Гарри отхлебнул сливочного пива и кивнул.
— Теперь у нас, по крайней мере, появилась надежда сдать экзамены в школу авроров! — засмеялся Рон.
— Рон, даже твое знакомство с министром тебе не поможет, отбор там очень строгий. Я уже все выяснила. Знаете, есть недалеко от Хогвартса высшая школа авроров Фульменгард, и она считается лучшей…
— Ох, Гермиона, у нас же еще экзамены в Хогвартсе! — застонал Рон.
— Результаты которых, кстати, учитываются, — со значением произнесла Гермиона.
Гарри молчал. Слишком много вещей беспокоили его одновременно.
— О, Гарри, чуть не забыл. Папа просил передать тебе это, — Рон протянул ему палочку из остролиста, целую и невредимую.
— Спасибо, Рон! — Гарри почувствовал, как с души свалился камень. Один из камней.
— Ну, ребята, — заключил Рон, — похоже, мы опять что‑то нехорошее натворили. Макгоннагал обещает нам хорошую взбучку.
— Ничего смешного, Рональд, — слегка рассердилась Гермиона, — мы можем попасть в очень тугой переплет.
— Еще туже, чем был? — Рон снова рассмеялся. — Вот уж вряд ли.
— Победителей не судят, — сказал Гарри невеселым голосом.
— Что ты имеешь в виду? — спросила проницательная Гермиона.
Гарри отвернулся.
— Если он… выживет, они не оставят его в покое, я чувствую это.
— Но в Хогвартсе он в относительной безопасности, так ведь? — робко спросила Гермиона.
— Да, может быть, ведь Макгоннагал оказала ему протекцию. Что ты там говорила про правосудие, Гермиона?
— Гарри, по закону он — убийца. И в его деле есть как смягчающие обстоятельства, вроде помощи властям, так и отягчающие, куда относится попытка уклониться от судебного преследования.
— О чем тут вообще можно говорить, Гермиона, о каком правосудии, когда человек умирает? — Гарри посмотрел на нее так, словно она сморозила полнейшую глупость.
— Гарри, ты рассуждаешь все патетичнее, а это плохой признак, — пошутил Рон. — Одного я никак не могу понять: с чего это Снейп стал твоей главной заботой?
— Я не знаю, — ответил Гарри. — Я не могу вам объяснить, что я в нем увидел, почувствовал и понял. Меня как будто ударило. И еще… я никак не могу избавиться от чувства вины.
— Так вот где собака зарыта! — покачал головой Рон. — С чувством вины надо быть осторожным, иначе есть риск превратиться в мать Терезу. Послушай, все эти его трудности тебя не касаются. Ты же сам ранее признавал, что он страдал всю жизнь только потому, что слишком много себе накрутил.

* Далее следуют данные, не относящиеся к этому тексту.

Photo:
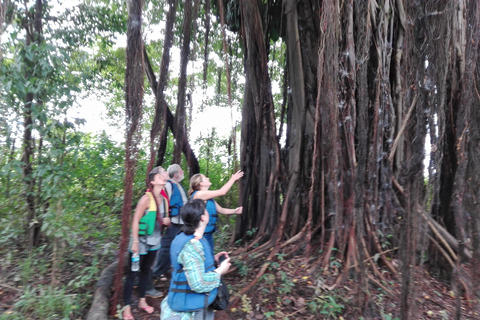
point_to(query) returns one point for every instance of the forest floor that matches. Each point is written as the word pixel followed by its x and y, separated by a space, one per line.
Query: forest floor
pixel 289 293
pixel 286 291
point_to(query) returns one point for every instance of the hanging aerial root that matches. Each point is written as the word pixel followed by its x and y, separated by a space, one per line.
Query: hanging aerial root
pixel 443 252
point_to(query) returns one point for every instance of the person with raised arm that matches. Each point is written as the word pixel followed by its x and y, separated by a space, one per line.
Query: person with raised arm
pixel 199 189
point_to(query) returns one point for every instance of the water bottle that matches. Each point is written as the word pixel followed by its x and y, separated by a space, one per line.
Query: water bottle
pixel 135 262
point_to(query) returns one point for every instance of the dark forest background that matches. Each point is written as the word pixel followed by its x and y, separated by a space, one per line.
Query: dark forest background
pixel 359 138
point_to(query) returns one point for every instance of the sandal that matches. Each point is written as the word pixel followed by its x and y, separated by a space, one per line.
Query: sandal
pixel 148 309
pixel 124 317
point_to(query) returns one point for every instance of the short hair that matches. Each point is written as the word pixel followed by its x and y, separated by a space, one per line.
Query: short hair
pixel 172 169
pixel 155 171
pixel 191 213
pixel 195 181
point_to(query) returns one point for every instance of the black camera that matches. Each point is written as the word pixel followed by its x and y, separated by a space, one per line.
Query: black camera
pixel 222 258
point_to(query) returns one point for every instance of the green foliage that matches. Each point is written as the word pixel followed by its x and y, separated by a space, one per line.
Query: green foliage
pixel 326 306
pixel 49 303
pixel 287 284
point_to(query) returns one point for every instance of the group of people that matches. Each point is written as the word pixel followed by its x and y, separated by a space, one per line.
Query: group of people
pixel 186 245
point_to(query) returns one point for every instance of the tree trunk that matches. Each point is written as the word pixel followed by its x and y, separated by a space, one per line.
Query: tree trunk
pixel 133 103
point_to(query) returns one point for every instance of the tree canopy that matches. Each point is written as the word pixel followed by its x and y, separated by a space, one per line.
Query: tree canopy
pixel 359 130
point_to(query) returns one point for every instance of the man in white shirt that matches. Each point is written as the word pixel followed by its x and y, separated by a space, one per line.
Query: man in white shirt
pixel 178 198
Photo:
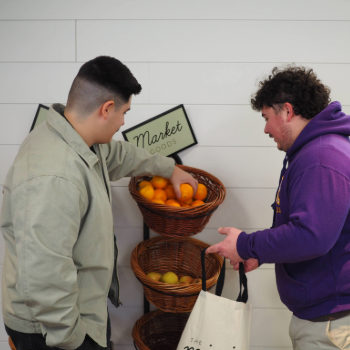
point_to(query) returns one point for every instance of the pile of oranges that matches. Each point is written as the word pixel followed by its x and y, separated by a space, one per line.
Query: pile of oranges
pixel 159 190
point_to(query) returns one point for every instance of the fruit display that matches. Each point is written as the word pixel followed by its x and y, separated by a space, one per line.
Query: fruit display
pixel 160 191
pixel 171 278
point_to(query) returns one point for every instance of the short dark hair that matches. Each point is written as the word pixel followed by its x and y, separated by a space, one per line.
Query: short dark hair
pixel 100 80
pixel 298 86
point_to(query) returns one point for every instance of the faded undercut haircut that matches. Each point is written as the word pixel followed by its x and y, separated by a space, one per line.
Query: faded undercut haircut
pixel 98 81
pixel 298 86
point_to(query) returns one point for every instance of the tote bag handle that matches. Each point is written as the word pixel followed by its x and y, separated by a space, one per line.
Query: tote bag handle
pixel 243 282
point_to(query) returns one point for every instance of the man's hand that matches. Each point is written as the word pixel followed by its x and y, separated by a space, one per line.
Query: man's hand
pixel 180 177
pixel 249 265
pixel 228 247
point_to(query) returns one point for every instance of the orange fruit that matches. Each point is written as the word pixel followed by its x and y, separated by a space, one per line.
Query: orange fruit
pixel 186 192
pixel 159 201
pixel 174 204
pixel 201 193
pixel 189 202
pixel 197 203
pixel 169 190
pixel 147 192
pixel 160 194
pixel 159 182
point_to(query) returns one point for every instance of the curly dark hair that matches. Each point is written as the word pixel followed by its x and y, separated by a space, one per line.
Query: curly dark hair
pixel 298 86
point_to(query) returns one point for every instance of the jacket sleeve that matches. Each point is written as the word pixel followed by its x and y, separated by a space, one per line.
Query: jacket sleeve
pixel 47 213
pixel 319 205
pixel 124 159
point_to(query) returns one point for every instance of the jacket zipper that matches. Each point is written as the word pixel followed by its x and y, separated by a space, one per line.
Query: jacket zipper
pixel 114 248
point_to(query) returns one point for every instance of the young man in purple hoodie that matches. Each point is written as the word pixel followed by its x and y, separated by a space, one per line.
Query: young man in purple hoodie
pixel 309 241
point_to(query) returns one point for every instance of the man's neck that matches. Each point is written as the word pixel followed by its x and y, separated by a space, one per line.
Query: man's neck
pixel 81 127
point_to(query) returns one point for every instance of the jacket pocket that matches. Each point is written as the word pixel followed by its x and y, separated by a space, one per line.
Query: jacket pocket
pixel 291 291
pixel 80 281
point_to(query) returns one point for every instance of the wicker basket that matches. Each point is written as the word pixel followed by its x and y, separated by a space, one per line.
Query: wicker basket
pixel 158 330
pixel 174 221
pixel 181 255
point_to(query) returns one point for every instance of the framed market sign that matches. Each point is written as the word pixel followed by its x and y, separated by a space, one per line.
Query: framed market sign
pixel 167 133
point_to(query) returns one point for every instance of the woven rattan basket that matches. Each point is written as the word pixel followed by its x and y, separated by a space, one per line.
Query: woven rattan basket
pixel 158 330
pixel 175 221
pixel 181 255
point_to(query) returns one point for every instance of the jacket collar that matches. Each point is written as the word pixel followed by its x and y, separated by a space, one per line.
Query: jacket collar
pixel 67 132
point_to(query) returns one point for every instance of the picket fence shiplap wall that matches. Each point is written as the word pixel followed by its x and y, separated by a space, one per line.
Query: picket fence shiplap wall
pixel 208 55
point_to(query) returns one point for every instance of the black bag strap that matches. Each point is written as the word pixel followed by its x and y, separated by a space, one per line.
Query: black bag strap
pixel 242 297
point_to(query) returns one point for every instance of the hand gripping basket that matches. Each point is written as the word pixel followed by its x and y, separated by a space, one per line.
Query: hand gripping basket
pixel 181 255
pixel 174 221
pixel 158 330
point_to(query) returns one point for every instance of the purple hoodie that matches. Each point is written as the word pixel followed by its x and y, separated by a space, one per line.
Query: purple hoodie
pixel 310 238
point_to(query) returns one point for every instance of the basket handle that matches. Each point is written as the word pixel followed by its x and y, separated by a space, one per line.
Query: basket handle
pixel 242 297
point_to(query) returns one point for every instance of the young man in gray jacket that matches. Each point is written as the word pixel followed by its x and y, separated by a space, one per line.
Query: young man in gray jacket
pixel 56 218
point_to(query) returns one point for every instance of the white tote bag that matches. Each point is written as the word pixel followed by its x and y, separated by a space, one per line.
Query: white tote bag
pixel 217 323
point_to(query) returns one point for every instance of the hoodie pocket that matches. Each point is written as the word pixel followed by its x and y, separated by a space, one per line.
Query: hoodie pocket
pixel 291 291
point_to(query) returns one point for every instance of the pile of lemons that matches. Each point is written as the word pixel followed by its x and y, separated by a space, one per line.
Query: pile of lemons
pixel 171 278
pixel 159 190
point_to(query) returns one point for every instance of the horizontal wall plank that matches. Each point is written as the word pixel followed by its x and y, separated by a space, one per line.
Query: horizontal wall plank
pixel 248 167
pixel 50 82
pixel 37 41
pixel 242 208
pixel 188 41
pixel 234 125
pixel 228 83
pixel 271 348
pixel 213 125
pixel 181 9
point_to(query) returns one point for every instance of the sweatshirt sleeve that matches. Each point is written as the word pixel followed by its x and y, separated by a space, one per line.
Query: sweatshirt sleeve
pixel 124 159
pixel 319 205
pixel 47 213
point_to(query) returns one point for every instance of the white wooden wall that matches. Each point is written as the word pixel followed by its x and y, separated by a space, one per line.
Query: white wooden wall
pixel 208 55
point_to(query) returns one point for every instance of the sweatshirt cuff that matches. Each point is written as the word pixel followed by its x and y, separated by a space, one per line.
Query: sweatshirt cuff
pixel 243 246
pixel 165 166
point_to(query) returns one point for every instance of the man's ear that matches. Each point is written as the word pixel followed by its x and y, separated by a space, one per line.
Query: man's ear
pixel 289 110
pixel 106 108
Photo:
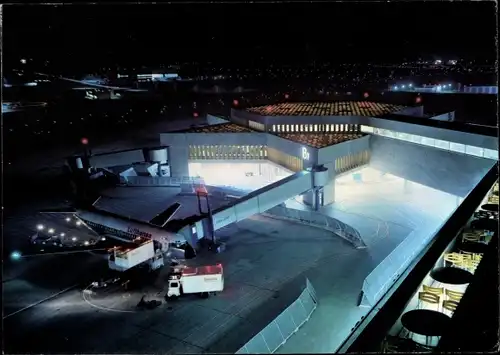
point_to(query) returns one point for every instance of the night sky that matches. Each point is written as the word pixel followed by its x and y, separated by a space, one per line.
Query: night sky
pixel 238 34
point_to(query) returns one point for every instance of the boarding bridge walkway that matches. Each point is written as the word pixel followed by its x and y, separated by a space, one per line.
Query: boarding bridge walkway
pixel 267 199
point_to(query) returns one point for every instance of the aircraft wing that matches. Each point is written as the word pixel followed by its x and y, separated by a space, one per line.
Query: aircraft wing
pixel 161 219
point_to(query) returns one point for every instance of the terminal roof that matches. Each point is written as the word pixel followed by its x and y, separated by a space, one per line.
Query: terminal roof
pixel 337 108
pixel 220 128
pixel 320 140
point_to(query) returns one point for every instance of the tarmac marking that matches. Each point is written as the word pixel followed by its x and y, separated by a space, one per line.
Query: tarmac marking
pixel 41 301
pixel 101 307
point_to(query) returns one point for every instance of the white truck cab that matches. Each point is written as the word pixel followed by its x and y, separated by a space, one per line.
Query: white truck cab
pixel 201 280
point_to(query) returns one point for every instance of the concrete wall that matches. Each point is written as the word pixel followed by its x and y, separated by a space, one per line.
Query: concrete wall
pixel 449 117
pixel 179 156
pixel 446 171
pixel 251 138
pixel 293 148
pixel 329 154
pixel 213 120
pixel 432 132
pixel 417 111
pixel 262 200
pixel 118 158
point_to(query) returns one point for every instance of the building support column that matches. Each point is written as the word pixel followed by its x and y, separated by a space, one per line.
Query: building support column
pixel 178 157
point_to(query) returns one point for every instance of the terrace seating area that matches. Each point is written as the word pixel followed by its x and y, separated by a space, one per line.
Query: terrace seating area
pixel 320 140
pixel 428 315
pixel 221 128
pixel 338 108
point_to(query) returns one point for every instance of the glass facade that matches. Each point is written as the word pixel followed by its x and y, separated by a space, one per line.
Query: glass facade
pixel 227 152
pixel 314 128
pixel 436 143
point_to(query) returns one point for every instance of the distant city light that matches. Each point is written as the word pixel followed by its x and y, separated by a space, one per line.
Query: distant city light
pixel 15 255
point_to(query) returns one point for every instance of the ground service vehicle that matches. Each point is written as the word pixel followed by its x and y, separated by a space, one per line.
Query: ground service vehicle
pixel 201 280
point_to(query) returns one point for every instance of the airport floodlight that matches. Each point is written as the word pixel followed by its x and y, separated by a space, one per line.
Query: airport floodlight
pixel 15 255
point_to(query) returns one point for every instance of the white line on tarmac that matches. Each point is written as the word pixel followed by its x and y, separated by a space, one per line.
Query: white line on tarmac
pixel 101 307
pixel 41 301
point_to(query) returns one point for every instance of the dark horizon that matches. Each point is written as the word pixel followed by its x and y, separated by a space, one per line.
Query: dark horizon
pixel 241 34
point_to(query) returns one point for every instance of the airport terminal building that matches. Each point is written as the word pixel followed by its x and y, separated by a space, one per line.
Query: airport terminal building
pixel 327 187
pixel 339 136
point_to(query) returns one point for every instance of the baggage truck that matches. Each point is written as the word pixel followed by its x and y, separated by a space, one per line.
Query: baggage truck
pixel 202 280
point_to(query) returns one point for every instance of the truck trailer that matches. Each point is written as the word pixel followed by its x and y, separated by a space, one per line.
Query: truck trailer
pixel 202 280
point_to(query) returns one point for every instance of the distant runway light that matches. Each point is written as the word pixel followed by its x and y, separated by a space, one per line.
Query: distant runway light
pixel 15 255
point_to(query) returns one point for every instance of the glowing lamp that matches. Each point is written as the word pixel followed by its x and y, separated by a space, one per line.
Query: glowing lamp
pixel 15 255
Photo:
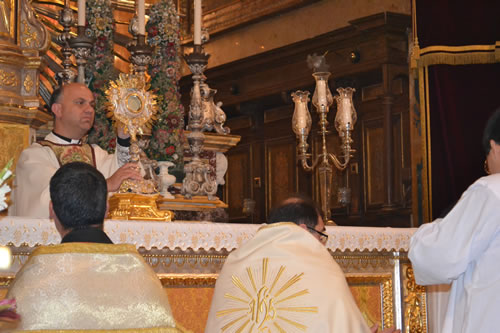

— Нет, меня это касается! — уже с некоторой злобой ответил Гарри. — Рон, тебя там не было, ты не мог это глубоко прочувствовать, но между нами существует связь, и дело не только в моей матери.
— Ну, ничего себе, наша знаменитость становится прямо‑таки сверхчувствительной, — съязвил Рон. — А как же моя бедная сестра?
— А причем здесь Джинни? — ощетинился Гарри. — Она идет на поправку, не так ли? Все это не означает, что я больше о ней не думаю, если хочешь знать.
— Перестаньте! — Гермиона зажала уши руками.
— Гермиона, он хочет сказать, что…
— Рон, ты не понял НИЧЕГО! — Гарри вскочил на ноги, расплескав остатки сливочного пива, и быстро вышел из гостиной.
— Честно говоря, Рональд, ты действительно почти ничего не понял, — удрученно сказала Гермиона после минуты неловкого молчания.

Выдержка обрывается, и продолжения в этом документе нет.